- Born: 29 July 1995 (age 30) Birmingham, West Midlands, England
- Occupations: Radio presenter; broadcaster;
- Employer: BBC
- Television: Zee TV Take Me Out The One Show Strictly Come Dancing

= Nikita Kanda =

English radio presenter and broadcaster (born 1995)

Nikita Kanda (born 29 July 1995) is an English radio presenter and broadcaster. She is best known for presenting the BBC Asian Network's breakfast show since July 2022. In 2023, she competed in the twenty-first series of Strictly Come Dancing.

==Life and career==
Nikita Kanda was born on 29 July 1995 in Birmingham, West Midlands. She is of Indian descent. She studied film and screen media at university, and after graduating, worked on Zee TV and presented the drivetime show on Asian Star 101.6FM. She took part in West End theatre productions including The Wiz, Bugsy Malone, Annie and Pocahontas. Kanda also appeared as one of the thirty women on the final series of the ITV dating show Take Me Out in 2019.
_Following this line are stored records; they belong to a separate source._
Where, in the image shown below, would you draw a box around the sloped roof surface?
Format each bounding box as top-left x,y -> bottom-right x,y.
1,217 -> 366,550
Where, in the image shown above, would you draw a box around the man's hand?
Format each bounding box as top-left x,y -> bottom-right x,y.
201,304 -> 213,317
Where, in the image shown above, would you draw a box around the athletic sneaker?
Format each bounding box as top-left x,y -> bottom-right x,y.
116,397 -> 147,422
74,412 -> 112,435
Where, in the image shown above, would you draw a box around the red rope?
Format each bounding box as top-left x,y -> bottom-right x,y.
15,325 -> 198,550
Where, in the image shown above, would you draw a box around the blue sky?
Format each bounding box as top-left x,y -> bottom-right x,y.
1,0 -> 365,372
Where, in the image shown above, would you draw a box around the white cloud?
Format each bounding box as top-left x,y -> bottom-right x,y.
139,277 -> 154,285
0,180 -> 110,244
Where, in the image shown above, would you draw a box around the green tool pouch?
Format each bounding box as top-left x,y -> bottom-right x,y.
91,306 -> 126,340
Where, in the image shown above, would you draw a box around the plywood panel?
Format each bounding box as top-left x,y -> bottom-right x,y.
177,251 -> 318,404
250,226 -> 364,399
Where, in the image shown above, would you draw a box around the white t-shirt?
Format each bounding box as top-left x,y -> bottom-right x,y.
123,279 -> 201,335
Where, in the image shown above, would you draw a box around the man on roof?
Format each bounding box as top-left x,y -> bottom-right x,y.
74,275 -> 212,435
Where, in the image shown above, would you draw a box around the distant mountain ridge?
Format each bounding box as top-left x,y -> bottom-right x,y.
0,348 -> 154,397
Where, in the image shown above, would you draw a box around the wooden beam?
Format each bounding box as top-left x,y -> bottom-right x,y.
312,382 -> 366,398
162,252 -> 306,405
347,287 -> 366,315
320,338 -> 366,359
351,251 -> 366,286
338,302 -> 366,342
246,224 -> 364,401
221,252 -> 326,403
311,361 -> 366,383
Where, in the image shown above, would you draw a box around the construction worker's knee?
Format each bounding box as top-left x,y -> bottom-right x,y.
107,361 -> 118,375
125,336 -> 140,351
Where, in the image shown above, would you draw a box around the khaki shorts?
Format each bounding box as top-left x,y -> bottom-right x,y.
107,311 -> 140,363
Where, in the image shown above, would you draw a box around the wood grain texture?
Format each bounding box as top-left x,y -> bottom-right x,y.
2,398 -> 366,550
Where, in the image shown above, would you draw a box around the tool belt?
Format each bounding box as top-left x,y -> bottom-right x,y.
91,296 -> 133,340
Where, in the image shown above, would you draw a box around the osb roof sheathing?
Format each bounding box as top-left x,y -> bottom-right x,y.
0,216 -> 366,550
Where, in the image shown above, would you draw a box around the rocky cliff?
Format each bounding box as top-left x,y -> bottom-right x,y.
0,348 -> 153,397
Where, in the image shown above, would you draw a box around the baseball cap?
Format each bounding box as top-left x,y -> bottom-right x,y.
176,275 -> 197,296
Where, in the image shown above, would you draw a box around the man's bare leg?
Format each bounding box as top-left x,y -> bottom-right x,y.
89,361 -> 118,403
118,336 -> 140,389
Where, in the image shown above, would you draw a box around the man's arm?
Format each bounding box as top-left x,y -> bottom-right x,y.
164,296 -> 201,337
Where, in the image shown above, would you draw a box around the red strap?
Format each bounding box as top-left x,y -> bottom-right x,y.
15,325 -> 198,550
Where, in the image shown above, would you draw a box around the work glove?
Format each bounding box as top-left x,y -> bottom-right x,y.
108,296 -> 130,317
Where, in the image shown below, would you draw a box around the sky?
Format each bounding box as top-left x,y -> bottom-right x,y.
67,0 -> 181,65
In March 2021, Kanda joined the BBC Asian Network, serving primarily as a regular relief presenter and hosted on Saturday afternoons. In July 2022, she began temporarily presenting the Asian Network Breakfast Show, and was subsequently appointed as the permanent host in January 2023. For her work on the station, she was nominated for Presenter of the Year at the Asian Media Awards. Kanda is also a frequent reporter on The One Show, and has fronted a range of topics including the rise of cashless businesses and government support for female sport.

In August 2023, it was announced that Kanda would be a contestant on the twenty-first series of Strictly Come Dancing. Kanda described her participation as a "dream come true" and said she was "still pinching [herself]", adding that she "[didn't] think it [would] properly sink in until [she stepped] onto the dancefloor". She was the second celebrity to be eliminated.